Transaction Specific Investments… click!… Sounds totally boring. But read on…
Transaction Specific Investments have been repeatedly proven to build trust in inter-organizational relationships.
They may be tangible or intangible but they are not easily transferable to other relationships and they lose their value if the relationship is terminated.
Examples of TSI include a joint marketing effort where the signage and promotional items are specific, a joint production facility or unique hardware, software and training.
From a purely calculative, somewhat negative perspective, TSIs are seen as a “deliberate strategy of locking oneself into a relationship, thus raising switching costs” if one partner choses to defect (Sako & Helper, 1998, p.393). They are referred to as “economic hostages” that control opportunism through economic incentives (Dyer & Singh, 1998).
Imagine you have a joint manufacturing facility – you won’t easily leave the partnership because the costs would be too high. Of course, this doesn’t mean the organizations trust one another – just that they have economic incentives to stay in the partnership. So TSIs alone are insufficient to build trust between organizations. What’s important, again, is how they are used.
TSIs build trust when they:
- Enhance coordination efforts between buyers and sellers to enable strategic outcomes (Jap, 1999.p.471)
- Offer a “credible commitment” They show that the vendor can be believed, cares for the relationship, and is willing to make sacrifices through such investments (Doney & Cannon, 1997; Ganesan, 1994; Geyskens et al., 1998; Sako & Helper, 1998; Zaheer & Venkatraman, 1995; ).
- Signal a long-term mutual commitment to the relationship which enhances trust, especially if both parties have other exchange alternatives (Ganesan, 1994; Sako & Helper, 1998; Zaheer & Venkatraman, 1995).
A long-term commitment and the expectation that your partner has taken your interests to heart are preconditions for serial equity to occur (Ganesan, 1994; McEvily et al.,2003, p.96). This means that reciprocity doesn’t have to occur immediately because the organization trusts that short term inequities will be corrected in the long-term (Ganesan, 1994; Sako & Helper, 1998; Poppo & Zenger, 2002).
Consistently, research finds that anticipated future longevity of a relationship is positively correlated to trust (Currall & Judge, 1995; Doney & Cannon, 1997; Ganesan, 1994; Sako & Helper,1998).
The length of your past relationship is not nearly as important as where you plan to go together in the future.

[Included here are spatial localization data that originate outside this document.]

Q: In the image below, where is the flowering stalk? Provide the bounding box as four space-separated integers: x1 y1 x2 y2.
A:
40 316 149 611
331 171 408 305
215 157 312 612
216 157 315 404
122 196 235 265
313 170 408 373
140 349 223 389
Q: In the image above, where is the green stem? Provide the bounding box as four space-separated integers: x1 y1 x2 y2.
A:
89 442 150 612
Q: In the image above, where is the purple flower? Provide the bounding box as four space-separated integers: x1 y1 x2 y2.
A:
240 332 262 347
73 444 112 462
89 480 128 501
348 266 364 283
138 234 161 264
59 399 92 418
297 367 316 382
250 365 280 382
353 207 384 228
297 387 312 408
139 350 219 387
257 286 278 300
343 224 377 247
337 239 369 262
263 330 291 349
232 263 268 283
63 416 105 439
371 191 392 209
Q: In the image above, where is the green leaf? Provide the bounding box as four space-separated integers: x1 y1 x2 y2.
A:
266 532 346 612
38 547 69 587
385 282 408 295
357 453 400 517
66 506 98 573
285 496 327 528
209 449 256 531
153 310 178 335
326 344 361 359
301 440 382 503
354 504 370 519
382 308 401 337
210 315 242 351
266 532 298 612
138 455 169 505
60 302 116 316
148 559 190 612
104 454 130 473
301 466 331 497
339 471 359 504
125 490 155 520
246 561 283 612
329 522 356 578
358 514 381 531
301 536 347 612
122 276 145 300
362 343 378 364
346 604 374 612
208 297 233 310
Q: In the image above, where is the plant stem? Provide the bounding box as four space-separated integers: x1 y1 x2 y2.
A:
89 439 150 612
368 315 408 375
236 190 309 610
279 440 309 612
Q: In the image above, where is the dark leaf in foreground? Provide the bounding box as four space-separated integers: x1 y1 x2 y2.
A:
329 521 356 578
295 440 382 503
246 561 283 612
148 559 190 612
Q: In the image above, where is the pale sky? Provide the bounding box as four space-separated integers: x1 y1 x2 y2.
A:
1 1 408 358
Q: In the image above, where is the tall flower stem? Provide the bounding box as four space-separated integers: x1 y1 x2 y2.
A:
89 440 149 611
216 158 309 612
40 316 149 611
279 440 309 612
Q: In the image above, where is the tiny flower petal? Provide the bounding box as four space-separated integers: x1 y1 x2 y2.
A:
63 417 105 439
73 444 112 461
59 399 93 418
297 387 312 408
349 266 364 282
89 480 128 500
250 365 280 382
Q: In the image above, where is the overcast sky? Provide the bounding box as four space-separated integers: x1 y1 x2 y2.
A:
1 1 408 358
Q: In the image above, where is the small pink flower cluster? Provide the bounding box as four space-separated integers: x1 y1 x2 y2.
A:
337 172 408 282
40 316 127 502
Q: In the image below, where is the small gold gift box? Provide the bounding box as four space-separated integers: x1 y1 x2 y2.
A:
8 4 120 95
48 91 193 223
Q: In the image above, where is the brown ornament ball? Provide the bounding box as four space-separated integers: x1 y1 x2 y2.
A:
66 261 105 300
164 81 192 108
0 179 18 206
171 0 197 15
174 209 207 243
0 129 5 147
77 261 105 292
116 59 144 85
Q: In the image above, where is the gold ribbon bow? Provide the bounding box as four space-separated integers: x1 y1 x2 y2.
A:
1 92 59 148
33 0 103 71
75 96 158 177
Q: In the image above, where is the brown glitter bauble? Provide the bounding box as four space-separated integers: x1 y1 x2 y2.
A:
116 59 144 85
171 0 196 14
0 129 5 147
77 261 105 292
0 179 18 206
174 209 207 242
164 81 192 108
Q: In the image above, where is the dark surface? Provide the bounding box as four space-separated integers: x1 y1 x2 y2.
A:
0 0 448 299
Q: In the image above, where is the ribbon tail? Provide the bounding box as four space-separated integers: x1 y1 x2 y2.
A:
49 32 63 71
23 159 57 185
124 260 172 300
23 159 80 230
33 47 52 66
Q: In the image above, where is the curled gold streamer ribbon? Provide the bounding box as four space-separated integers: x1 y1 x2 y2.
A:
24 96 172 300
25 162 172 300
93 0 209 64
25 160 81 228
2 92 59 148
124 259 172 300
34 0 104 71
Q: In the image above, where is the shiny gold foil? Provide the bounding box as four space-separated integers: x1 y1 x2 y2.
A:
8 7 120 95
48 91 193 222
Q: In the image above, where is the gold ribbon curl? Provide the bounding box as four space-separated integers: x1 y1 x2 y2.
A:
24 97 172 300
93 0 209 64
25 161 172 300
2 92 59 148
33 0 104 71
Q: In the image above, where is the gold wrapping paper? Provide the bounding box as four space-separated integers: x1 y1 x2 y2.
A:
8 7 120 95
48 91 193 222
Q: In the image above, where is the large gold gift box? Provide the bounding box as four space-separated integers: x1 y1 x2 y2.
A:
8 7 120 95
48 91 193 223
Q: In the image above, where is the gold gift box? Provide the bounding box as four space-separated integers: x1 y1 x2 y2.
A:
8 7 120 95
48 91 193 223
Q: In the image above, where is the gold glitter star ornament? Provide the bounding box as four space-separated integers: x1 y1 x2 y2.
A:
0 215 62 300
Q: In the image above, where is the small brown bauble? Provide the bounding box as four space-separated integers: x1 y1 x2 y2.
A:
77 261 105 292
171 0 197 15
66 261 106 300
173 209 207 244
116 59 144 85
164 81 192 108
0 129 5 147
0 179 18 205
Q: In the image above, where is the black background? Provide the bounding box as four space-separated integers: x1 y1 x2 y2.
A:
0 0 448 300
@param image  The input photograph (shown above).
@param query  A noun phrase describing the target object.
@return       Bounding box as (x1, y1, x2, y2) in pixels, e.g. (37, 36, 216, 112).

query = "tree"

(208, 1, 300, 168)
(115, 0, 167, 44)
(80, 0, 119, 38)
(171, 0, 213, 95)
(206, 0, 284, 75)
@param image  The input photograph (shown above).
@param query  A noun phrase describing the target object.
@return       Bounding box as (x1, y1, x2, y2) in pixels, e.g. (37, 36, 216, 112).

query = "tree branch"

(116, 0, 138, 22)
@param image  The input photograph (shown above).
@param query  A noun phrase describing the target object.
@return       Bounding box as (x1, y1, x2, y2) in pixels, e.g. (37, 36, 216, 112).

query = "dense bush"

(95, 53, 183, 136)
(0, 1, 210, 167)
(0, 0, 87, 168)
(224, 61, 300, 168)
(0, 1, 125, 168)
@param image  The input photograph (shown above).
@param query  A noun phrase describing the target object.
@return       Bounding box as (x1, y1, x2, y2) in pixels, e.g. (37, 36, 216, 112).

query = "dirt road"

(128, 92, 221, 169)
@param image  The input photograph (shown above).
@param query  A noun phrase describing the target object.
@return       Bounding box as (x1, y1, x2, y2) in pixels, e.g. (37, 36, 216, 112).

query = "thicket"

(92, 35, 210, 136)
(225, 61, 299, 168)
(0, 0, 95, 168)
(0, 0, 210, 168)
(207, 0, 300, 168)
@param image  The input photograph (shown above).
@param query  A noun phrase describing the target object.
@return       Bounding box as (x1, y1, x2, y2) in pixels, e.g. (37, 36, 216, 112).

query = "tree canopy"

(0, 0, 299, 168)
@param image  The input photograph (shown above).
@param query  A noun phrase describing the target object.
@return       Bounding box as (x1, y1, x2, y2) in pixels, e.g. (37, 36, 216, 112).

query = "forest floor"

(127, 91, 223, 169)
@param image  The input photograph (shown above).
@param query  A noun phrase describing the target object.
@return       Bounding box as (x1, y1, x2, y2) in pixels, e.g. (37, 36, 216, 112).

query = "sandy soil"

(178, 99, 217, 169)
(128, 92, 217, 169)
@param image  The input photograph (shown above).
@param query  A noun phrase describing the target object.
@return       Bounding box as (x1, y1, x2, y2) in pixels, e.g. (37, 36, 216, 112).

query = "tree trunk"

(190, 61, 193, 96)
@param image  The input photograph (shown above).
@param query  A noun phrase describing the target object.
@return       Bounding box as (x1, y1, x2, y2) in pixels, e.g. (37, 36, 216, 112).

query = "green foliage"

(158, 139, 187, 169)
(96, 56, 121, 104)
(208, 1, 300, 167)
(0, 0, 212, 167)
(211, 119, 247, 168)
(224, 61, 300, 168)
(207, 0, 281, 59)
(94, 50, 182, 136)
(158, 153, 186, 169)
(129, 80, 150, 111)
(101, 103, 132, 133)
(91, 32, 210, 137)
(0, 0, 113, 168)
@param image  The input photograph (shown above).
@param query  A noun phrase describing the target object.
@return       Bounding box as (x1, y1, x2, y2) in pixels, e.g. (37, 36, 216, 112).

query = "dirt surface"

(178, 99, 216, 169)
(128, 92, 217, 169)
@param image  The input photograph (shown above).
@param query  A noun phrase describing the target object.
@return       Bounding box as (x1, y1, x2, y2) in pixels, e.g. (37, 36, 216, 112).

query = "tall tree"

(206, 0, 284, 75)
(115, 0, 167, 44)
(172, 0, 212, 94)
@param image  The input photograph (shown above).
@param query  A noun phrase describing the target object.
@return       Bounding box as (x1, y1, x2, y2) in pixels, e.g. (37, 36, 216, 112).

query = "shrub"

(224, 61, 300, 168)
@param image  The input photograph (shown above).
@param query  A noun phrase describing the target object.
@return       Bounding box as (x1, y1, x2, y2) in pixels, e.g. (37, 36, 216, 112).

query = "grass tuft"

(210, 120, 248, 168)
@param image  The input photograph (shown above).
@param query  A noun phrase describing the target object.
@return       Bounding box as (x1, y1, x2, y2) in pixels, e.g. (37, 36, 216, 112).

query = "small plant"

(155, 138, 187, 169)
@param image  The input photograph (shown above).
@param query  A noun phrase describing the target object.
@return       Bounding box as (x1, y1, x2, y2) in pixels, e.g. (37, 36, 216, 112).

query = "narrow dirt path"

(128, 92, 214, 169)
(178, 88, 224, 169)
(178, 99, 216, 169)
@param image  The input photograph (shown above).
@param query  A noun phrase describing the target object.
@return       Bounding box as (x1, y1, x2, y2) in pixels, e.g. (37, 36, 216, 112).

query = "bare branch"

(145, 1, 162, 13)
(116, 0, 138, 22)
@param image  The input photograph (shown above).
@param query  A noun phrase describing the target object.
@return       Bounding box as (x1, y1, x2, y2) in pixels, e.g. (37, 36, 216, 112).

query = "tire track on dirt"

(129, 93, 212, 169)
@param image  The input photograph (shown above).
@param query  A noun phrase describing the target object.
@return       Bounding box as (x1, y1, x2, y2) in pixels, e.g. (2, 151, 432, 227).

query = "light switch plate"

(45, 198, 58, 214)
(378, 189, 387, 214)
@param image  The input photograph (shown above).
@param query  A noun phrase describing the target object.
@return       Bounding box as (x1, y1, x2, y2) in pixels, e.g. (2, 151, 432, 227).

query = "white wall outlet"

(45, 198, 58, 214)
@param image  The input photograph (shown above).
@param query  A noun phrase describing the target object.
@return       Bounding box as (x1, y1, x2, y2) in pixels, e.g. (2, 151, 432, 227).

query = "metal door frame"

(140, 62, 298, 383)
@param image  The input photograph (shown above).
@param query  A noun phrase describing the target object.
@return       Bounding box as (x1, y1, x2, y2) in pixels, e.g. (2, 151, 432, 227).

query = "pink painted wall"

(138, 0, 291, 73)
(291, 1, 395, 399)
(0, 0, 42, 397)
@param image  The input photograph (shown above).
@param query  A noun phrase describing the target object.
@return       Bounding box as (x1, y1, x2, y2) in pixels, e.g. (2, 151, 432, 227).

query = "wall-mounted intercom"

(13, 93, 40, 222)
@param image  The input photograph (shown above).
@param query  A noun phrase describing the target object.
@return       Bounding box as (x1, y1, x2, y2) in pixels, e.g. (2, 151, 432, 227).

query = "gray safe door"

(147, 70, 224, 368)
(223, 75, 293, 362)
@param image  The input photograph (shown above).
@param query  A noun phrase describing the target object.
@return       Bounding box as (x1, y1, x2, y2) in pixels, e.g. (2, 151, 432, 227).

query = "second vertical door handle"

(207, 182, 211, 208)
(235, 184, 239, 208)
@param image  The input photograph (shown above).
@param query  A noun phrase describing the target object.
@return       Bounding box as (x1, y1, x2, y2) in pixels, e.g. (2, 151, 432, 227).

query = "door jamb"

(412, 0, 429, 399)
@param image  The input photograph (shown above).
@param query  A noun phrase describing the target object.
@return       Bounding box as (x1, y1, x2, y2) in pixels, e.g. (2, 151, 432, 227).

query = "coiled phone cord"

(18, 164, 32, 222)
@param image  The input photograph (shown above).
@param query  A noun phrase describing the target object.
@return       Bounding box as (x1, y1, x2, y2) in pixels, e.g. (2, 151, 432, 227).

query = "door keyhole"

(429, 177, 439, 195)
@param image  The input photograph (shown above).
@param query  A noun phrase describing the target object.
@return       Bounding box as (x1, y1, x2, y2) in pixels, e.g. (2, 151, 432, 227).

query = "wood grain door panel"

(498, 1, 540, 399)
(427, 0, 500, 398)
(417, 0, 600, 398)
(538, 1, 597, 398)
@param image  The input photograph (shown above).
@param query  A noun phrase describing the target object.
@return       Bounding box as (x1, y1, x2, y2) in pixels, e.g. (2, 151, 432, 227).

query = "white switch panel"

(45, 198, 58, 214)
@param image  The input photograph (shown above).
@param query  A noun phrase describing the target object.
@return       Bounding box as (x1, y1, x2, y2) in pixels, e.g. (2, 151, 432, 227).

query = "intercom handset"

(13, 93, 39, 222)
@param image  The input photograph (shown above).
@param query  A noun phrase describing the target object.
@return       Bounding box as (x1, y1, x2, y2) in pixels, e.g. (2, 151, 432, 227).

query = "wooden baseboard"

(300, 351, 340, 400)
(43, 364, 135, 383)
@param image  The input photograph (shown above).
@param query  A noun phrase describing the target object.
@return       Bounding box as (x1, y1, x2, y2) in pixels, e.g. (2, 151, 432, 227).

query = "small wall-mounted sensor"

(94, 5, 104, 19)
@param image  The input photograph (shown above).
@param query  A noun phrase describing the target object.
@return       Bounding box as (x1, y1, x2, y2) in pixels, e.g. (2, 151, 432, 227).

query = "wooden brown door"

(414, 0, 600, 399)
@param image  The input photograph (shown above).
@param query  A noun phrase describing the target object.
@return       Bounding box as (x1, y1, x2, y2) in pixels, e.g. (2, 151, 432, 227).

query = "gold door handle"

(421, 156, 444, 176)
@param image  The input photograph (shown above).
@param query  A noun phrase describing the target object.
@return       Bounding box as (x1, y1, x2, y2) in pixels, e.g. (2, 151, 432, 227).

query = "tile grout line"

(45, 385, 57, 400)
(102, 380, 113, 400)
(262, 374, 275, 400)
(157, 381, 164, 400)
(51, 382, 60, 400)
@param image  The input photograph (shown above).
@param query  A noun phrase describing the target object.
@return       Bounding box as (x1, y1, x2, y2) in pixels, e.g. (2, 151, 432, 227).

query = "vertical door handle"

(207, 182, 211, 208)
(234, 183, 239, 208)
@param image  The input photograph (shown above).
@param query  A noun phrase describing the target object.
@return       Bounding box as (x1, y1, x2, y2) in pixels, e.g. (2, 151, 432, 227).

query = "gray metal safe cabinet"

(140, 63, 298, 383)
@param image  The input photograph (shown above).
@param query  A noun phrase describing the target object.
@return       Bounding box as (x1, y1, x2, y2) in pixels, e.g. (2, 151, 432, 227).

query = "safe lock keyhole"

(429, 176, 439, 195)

Remember how we determined that trust is generative in Week 2? A meta-analysis* by Geyskens et al. (1998) found that long-term orientation is a consequence of trust and that “the effect of trust on long-term orientation is even substantially larger than the direct effect of economic outcomes or any of the other antecedents” (p.242). So they influence and grow one another.
For best results: invest in your partners to signal long-term commitment and enhance outcomes. ( I believe this applies to professional development within organizations too!)
As we have seen in Part A and in Part B of Week 6, the use of formal governance mechanisms in IORs can either be seen as an imposition of power used to control the other party or it can be seen as a coordinating mechanism (Bachmann, 2006). When they focus on imposing power and control they erode trust (Kumar, 1996).
When formal governance mechanisms are used as a coordinating mechanism to provide role clarity, help to align interests, signal long-term commitment and provide a framework to support collaborative relationships, they build trust.
Have you seen examples of formal governance structures like hierarchy & monitoring, contracts and TSIs that build trust? Can you think of opportunities to use these formal mechanisms to enhance trust between departments or organizations?
*meta-analysis is a review of a large body of research to draw broader conclusions than you can obtain from a single study.